O.K. Per. But I fail to see that it actually works well at all. Or for long. Best I could get from the google translation is something like 2.1 kWh/mile  All very confusing. But thanks for the link. Darn Swedes


----------



## Jimdear2 (Oct 12, 2008)

Grant,

If you are looking for a way that uses a lot of OEM parts you could do as a fellow in our group did. He took a matching FWD suspension, trans axle, cradle and such removed the steering gear and locked the steering. He then transferred this into the rear of the vehicle cut and welded it in. then added the electric motor and batteries. For Highway he runs on the ICE with the electric in neutral. For city he runs on electric with the ICE off and in neutral.

He has run both at the same time in the city, but keeping things equal is a nightmare. 

The only problem with this set up is you are pushing a drive train in neutral all of the time, no matter what power train you are using.

Another possible way is to find a synkro rear axle and suspension for a golf and transfer it into your vehicle. You would most likely have to give up the back seat and most of the trunk to motor, gearing and batteries. You would also have to have some form of disconnect for the electric motor when running at speed with the ICE. Again you would have the drag of whichever power train was shut down.

Integrating the two to run together is probably outside the abilities of 99.9% of the DIY world. 

Be interesting to see it done though.

Jim


----------



## ArcticWolf131 (Apr 7, 2011)

wow, yeah that would certainly be a fun project to try, but I don't think I'll try that for my first conversion project. Thanks for the suggestion though


----------



## Ziggythewiz (May 16, 2010)

Sorry, major's right.

While a full hybrid solution may seem great at first (best of both worlds!), it's likely not worth the thought, let alone the time and money. By making your ICE haul your EV gear on long trips you'll get to buy even more of that wonderfully cheap gas and by making the EV gear haul all the ICE stuff around town you'll have to spend more on EV parts to get crappier performance.

I'm sure there are more complications than that, but should be enough to get you off to a bad start ')

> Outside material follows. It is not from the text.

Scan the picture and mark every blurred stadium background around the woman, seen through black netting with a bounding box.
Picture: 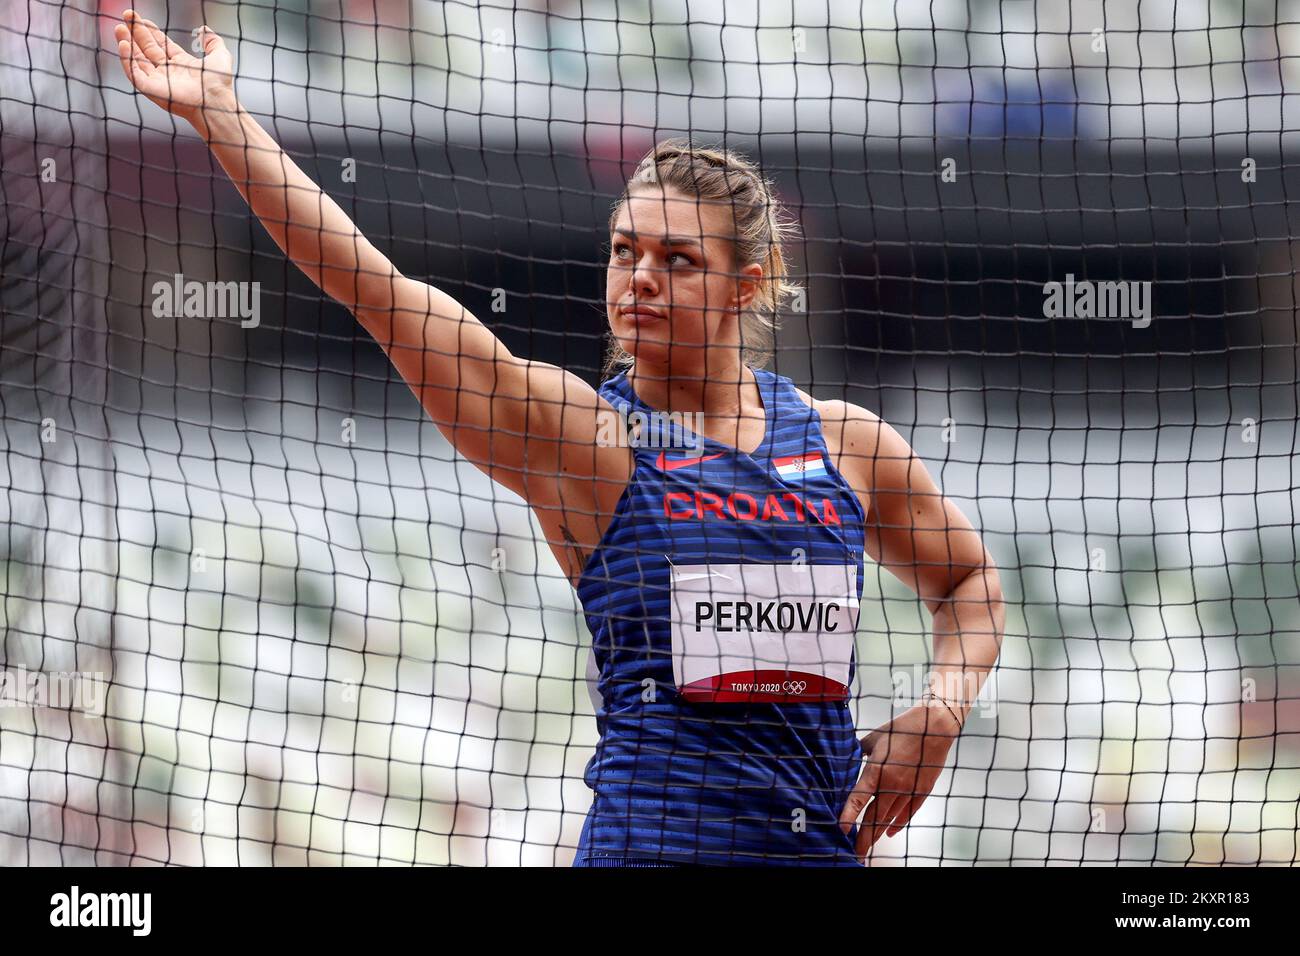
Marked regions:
[0,0,1300,865]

Save up till you can afford it (the donor's usually a small portion of the total cost) and make an EV. Full hybrids are too complex to be economical, look at the Volt.


----------



## pm_dawn (Sep 14, 2009)

major said:


> O.K. Per. But I fail to see that it actually works well at all. Or for long. Best I could get from the google translation is something like 2.1 kWh/mile  All very confusing. But thanks for the link. Darn Swedes


Well thats the translators fault. In Sweden we use the term "mil" for noting 10km, that often gets translated in to mile, but its actually about 6,2 miles. So that would give you 2,1 kwh/6,2miles, which translates into about 336wh/mile. 


Regards
/Per


----------



## ArcticWolf131 (Apr 7, 2011)

Ok great, I've got a lot of thinking and planning to do. Thanks for all the help


----------